Distribution of genotypes of F-specific RNA bacteriophages in human and non-human sources of faecal pollution in South Africa and Spain.

Author information

1
Department of Microbiology, University of Barcelona, Spain. melanie@porthos.bio.ub.es

Abstract

AIMS:

To assess whether the distribution of genotypes of F-specific RNA bacteriophages reflects faecal pollution of human and animal origin in water environments.

METHODS AND RESULTS:

Stool samples, animal feedlot waste slurries and a wide variety of faecally polluted waters were studied in South Africa and Spain.

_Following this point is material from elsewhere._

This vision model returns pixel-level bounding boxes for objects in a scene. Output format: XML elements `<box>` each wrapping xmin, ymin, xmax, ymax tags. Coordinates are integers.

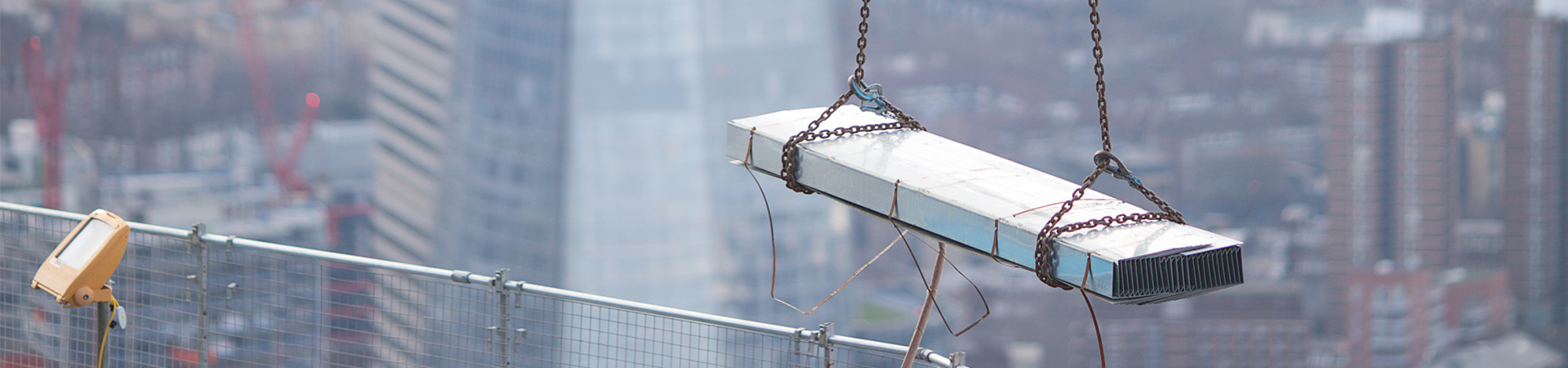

Genotyping was performed by plaque and spot hybridization with genotype-specific probes. Only genotypes II and III were detected in human stool. Animal faeces contained predominantly, but not exclusively, genotypes I and IV. Raw hospital and municipal sewage contained mostly genotypes II and III, whereas genotypes I and II prevailed in settled sewage, secondary treated sewage and non-point diffuse effluents from developing communities. Abattoir wastewaters contained mostly genotypes I and IV. No differences were observed between the distribution of genotypes in Spain and South Africa.

CONCLUSIONS:

Although the association of genotypes II and III with human excreta and I and IV with animal excreta was statistically significant, the results suggest that the association cannot be used for absolute distinction between faecal pollution of human and animal origin.

SIGNIFICANCE AND IMPACT OF THE STUDY:

This study contributes greatly to understanding the usefulness of genotypes of F-specific RNA bacteriophages in source tracking of faecal wastes.